LESLIE: (chuckling) And you know that people always want to borrow everything that we've got in our garage. (chuckling)
TOM: Yeah, exactly. I have a question for you. Have you ever bought a power tool just because you had a spot on the pegboard for it to fit?
LESLIE: (chuckling) Just you had that right spot?
TOM: Yeah, exactly.
LESLIE: You might not have a need for it but some day ...
TOM: That's the kind of collections that we have. (laughing)
LESLIE: ... you are going to. And you know what? It's always good to be prepared. That's what I always say when I'm in the home center. 'I might need this one day.'
Alright, I know it's August. You're hot. It's hot in your house. Maybe you've just had it with the heat. But it's really actually the best time of year to think about the heating of your home. And I know you don't even want to think about it. You're hot enough already. But take our advice. Do it now. It's the perfect time to check the things like attic insulation and leaks around your windows and doors.
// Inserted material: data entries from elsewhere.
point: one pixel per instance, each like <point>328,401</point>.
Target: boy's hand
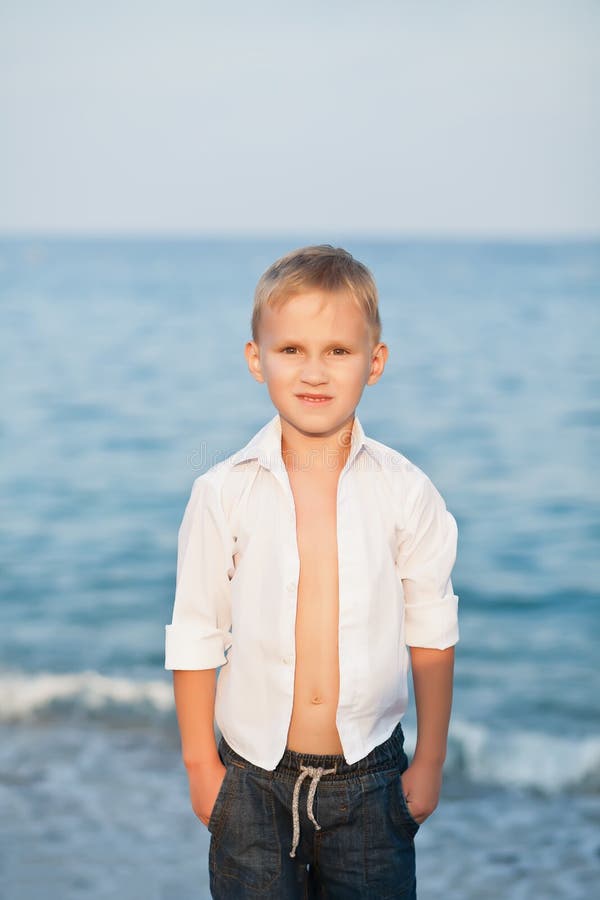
<point>205,783</point>
<point>422,783</point>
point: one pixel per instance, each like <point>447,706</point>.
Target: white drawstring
<point>315,773</point>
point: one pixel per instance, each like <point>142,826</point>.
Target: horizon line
<point>390,235</point>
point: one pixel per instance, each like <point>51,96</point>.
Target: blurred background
<point>155,159</point>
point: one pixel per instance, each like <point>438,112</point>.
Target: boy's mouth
<point>314,399</point>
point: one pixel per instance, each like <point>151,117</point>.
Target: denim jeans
<point>353,836</point>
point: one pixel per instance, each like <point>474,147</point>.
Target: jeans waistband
<point>291,762</point>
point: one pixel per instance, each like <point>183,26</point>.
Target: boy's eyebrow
<point>336,342</point>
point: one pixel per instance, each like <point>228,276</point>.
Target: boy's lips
<point>314,399</point>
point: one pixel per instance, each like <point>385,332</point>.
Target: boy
<point>308,562</point>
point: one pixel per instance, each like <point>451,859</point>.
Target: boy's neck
<point>305,452</point>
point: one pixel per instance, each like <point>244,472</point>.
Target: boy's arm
<point>195,705</point>
<point>432,672</point>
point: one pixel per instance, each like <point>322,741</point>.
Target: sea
<point>123,378</point>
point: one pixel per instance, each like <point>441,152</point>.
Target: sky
<point>431,117</point>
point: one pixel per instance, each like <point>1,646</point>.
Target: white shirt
<point>237,580</point>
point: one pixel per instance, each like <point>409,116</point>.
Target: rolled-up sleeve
<point>199,633</point>
<point>427,553</point>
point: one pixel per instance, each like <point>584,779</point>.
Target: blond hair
<point>322,266</point>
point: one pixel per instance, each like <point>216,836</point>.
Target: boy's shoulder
<point>263,450</point>
<point>261,447</point>
<point>394,462</point>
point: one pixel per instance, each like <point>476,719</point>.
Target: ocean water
<point>123,378</point>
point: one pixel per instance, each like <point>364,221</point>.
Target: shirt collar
<point>265,446</point>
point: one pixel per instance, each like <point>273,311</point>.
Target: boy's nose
<point>314,374</point>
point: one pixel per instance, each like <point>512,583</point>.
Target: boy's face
<point>315,352</point>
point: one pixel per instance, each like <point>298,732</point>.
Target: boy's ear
<point>379,357</point>
<point>253,360</point>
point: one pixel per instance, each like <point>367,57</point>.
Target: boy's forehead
<point>316,308</point>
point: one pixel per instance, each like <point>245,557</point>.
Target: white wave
<point>24,696</point>
<point>527,759</point>
<point>521,758</point>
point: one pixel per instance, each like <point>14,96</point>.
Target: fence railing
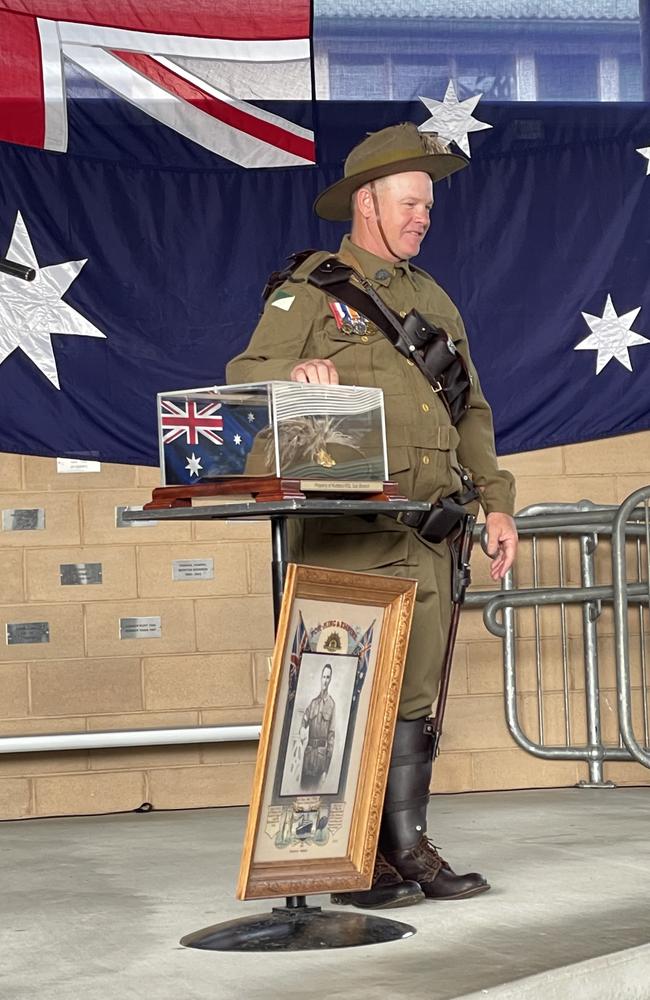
<point>585,527</point>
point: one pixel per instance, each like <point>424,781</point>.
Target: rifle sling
<point>332,276</point>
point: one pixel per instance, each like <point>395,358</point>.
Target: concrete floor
<point>93,908</point>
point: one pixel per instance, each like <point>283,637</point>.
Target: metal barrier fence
<point>591,529</point>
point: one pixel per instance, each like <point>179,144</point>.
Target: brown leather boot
<point>388,889</point>
<point>404,821</point>
<point>437,878</point>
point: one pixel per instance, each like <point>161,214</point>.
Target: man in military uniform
<point>318,727</point>
<point>307,335</point>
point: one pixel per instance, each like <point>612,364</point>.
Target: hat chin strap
<point>375,202</point>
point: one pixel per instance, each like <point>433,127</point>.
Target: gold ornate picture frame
<point>329,720</point>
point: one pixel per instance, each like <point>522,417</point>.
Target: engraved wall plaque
<point>193,569</point>
<point>22,632</point>
<point>77,465</point>
<point>23,519</point>
<point>74,574</point>
<point>121,523</point>
<point>141,628</point>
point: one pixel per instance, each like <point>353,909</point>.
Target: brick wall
<point>210,666</point>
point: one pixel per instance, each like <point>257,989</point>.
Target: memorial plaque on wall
<point>193,569</point>
<point>74,574</point>
<point>23,519</point>
<point>77,465</point>
<point>121,523</point>
<point>23,632</point>
<point>141,628</point>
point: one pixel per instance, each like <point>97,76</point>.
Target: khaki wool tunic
<point>424,449</point>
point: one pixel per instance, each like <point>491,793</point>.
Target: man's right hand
<point>319,370</point>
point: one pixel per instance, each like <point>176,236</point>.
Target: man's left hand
<point>502,543</point>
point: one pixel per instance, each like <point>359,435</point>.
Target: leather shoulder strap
<point>333,276</point>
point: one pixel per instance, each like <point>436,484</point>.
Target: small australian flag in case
<point>203,438</point>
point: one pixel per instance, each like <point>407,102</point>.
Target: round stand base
<point>300,928</point>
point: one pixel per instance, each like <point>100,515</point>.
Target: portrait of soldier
<point>317,734</point>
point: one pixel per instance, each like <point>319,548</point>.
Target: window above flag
<point>508,50</point>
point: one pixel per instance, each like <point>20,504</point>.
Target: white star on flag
<point>452,119</point>
<point>611,336</point>
<point>31,311</point>
<point>193,464</point>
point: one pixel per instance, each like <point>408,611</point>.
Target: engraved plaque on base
<point>23,519</point>
<point>75,574</point>
<point>141,628</point>
<point>24,632</point>
<point>193,569</point>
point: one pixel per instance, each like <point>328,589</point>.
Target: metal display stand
<point>295,926</point>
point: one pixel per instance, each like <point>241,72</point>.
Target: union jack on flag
<point>192,420</point>
<point>197,68</point>
<point>300,644</point>
<point>363,652</point>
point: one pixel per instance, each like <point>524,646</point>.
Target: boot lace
<point>425,853</point>
<point>384,872</point>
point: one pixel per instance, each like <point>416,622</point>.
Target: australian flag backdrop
<point>152,205</point>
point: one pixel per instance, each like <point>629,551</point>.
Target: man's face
<point>405,201</point>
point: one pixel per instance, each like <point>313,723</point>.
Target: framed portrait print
<point>327,733</point>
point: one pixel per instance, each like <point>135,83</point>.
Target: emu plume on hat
<point>394,150</point>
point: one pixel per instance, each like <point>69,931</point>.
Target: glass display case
<point>329,437</point>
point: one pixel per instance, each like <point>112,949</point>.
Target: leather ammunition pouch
<point>445,517</point>
<point>438,523</point>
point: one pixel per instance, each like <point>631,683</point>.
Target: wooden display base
<point>266,488</point>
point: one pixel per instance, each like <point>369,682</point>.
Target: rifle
<point>460,544</point>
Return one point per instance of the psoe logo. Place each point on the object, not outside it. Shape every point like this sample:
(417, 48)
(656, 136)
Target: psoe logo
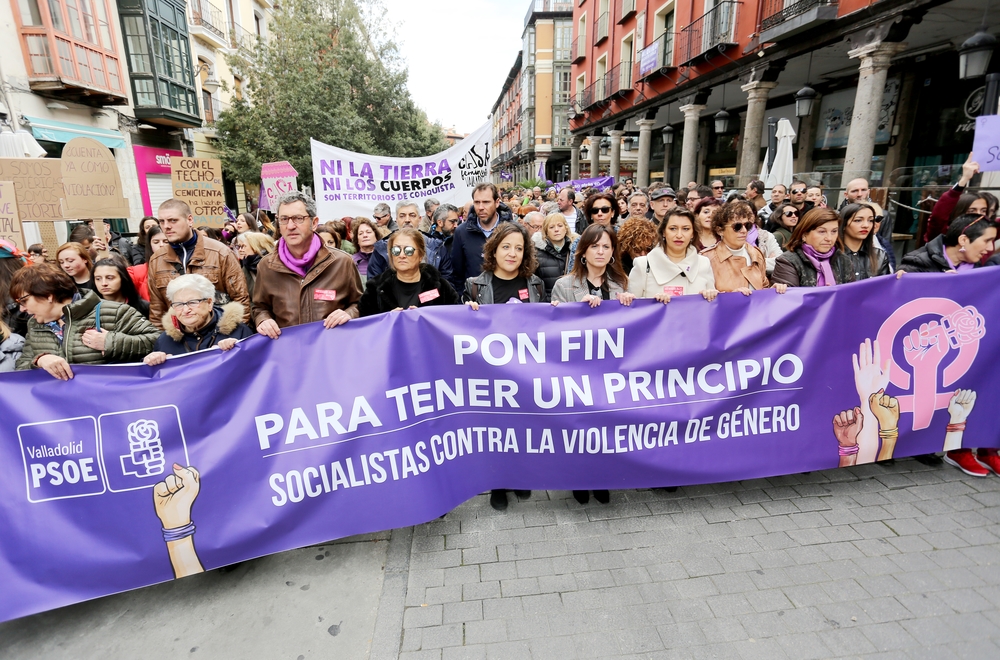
(138, 445)
(940, 341)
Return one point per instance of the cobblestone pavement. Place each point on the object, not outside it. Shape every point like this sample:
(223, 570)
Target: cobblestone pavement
(896, 561)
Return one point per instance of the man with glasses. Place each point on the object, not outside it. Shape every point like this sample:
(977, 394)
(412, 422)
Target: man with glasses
(301, 281)
(435, 252)
(383, 217)
(777, 201)
(191, 253)
(797, 197)
(471, 235)
(718, 189)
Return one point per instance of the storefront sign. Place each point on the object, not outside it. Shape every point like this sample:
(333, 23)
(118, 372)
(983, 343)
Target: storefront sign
(986, 147)
(198, 181)
(277, 179)
(349, 183)
(92, 186)
(127, 476)
(152, 165)
(10, 221)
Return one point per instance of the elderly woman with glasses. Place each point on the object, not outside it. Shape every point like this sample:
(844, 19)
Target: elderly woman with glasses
(409, 283)
(194, 323)
(75, 327)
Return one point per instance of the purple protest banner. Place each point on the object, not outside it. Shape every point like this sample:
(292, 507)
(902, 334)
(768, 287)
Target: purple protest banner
(130, 475)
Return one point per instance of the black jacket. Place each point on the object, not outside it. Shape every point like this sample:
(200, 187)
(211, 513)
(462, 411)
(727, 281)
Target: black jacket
(551, 262)
(380, 294)
(226, 323)
(927, 259)
(795, 269)
(467, 247)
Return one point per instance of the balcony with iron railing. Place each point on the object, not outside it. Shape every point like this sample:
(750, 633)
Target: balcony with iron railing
(657, 57)
(781, 19)
(618, 80)
(208, 23)
(241, 39)
(628, 10)
(538, 6)
(715, 28)
(600, 28)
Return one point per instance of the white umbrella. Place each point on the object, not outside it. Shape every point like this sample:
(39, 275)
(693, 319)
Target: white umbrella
(19, 145)
(781, 171)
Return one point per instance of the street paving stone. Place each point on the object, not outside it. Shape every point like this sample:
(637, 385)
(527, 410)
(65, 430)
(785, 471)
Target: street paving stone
(877, 561)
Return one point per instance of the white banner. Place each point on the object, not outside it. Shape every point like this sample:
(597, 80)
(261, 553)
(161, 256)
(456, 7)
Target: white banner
(348, 183)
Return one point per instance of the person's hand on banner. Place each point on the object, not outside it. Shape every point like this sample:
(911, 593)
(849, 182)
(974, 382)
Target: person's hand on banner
(336, 317)
(95, 339)
(155, 358)
(269, 328)
(56, 366)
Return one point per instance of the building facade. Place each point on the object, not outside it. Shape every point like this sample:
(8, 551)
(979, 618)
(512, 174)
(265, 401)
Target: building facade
(530, 118)
(887, 101)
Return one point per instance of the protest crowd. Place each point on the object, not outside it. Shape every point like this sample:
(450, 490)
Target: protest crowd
(103, 298)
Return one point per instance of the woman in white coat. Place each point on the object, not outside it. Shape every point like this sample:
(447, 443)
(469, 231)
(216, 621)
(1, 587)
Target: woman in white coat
(674, 267)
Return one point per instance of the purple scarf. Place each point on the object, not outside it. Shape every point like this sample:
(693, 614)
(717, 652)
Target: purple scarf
(299, 266)
(821, 262)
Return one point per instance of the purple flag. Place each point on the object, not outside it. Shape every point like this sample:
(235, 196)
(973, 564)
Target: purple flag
(127, 476)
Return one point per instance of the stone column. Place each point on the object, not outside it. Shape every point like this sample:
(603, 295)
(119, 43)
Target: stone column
(574, 157)
(756, 104)
(616, 153)
(689, 147)
(595, 154)
(867, 105)
(645, 147)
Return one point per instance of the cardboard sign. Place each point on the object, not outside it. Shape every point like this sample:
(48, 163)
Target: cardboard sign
(986, 146)
(37, 185)
(10, 222)
(198, 181)
(276, 180)
(92, 186)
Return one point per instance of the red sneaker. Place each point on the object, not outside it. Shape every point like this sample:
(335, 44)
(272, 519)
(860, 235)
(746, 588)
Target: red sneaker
(989, 459)
(965, 461)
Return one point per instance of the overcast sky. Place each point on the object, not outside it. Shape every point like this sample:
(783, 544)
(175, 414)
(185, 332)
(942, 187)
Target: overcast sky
(458, 53)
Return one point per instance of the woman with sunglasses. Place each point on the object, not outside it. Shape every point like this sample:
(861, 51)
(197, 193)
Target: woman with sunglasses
(408, 283)
(599, 209)
(737, 265)
(704, 210)
(857, 234)
(194, 322)
(673, 267)
(969, 238)
(782, 223)
(813, 256)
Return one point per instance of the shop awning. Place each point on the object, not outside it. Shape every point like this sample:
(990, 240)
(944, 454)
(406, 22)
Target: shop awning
(60, 131)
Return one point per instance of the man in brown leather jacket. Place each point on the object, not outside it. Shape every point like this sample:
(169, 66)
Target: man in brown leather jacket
(302, 281)
(190, 252)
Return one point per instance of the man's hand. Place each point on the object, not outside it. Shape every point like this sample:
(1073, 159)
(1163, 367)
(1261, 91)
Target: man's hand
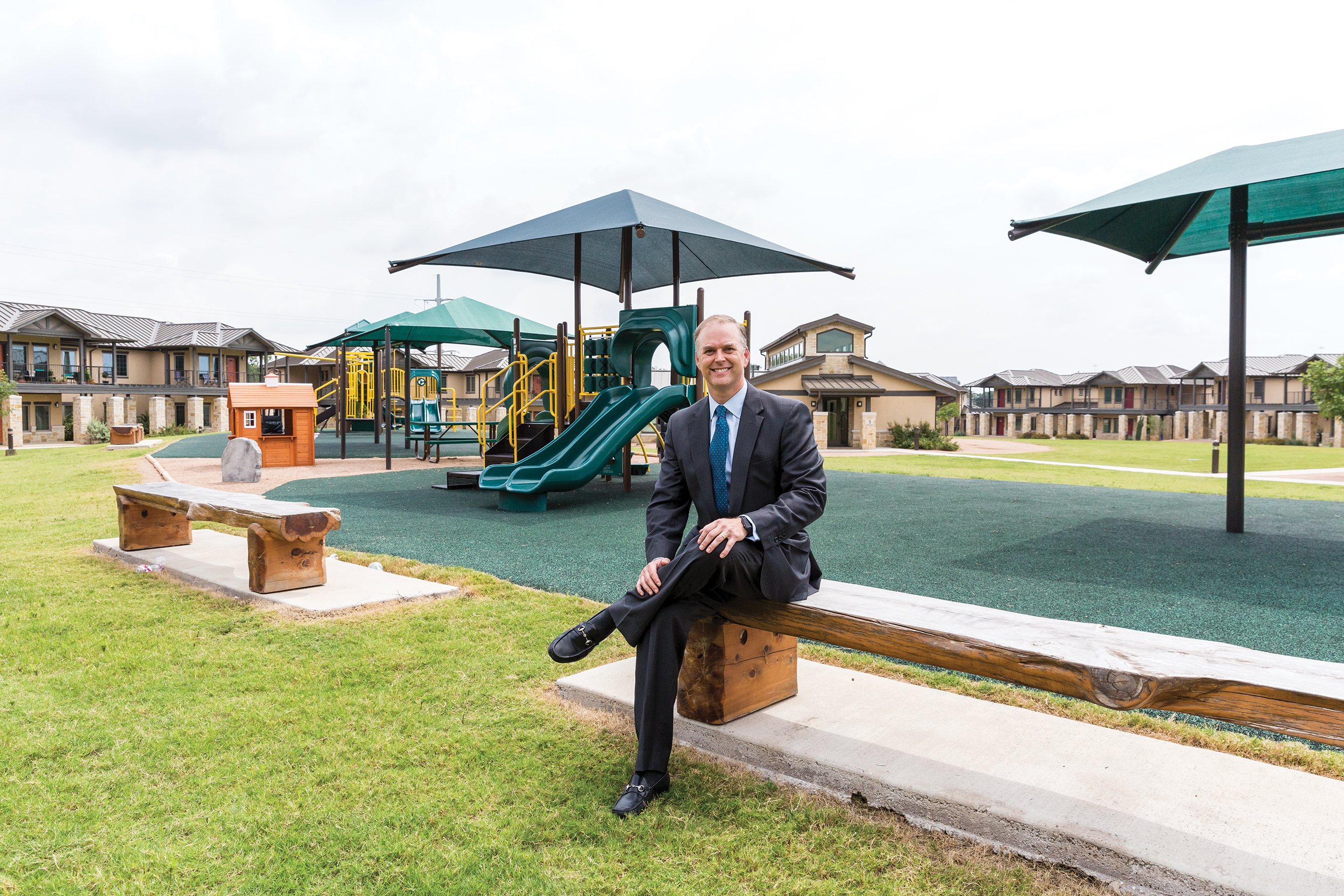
(650, 581)
(729, 530)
If you want a complete list of where to look and how to get your home ready for the winter - because believe it or not, it's going to be here before you know it - you want to visit MoneyPit.com and click on Repair and Improve. And you can also search the site for specific topics and projects that you might have in mind or think about doing for the home. And actually, our attic insulation tip is part of our August Weekend Monthly Maintenance Projects that you can find right on MoneyPit.com. It'll keep your house in tiptop shape and it's right there on the homepage. So good advice. Good projects. We're going to keep you busy.
TOM: 888-666-3974. Leslie, who's next?
LESLIE: Joe wants to talk kitchen lighting. What can we help you with?
JOE: Yes, I'm a new homeowner.
JOE: And - thank you. And we've been in our home for about a year now and it's about 12 years old. And one of the things that it came with, in the kitchen, instead of recessed lighting was a fluorescent light.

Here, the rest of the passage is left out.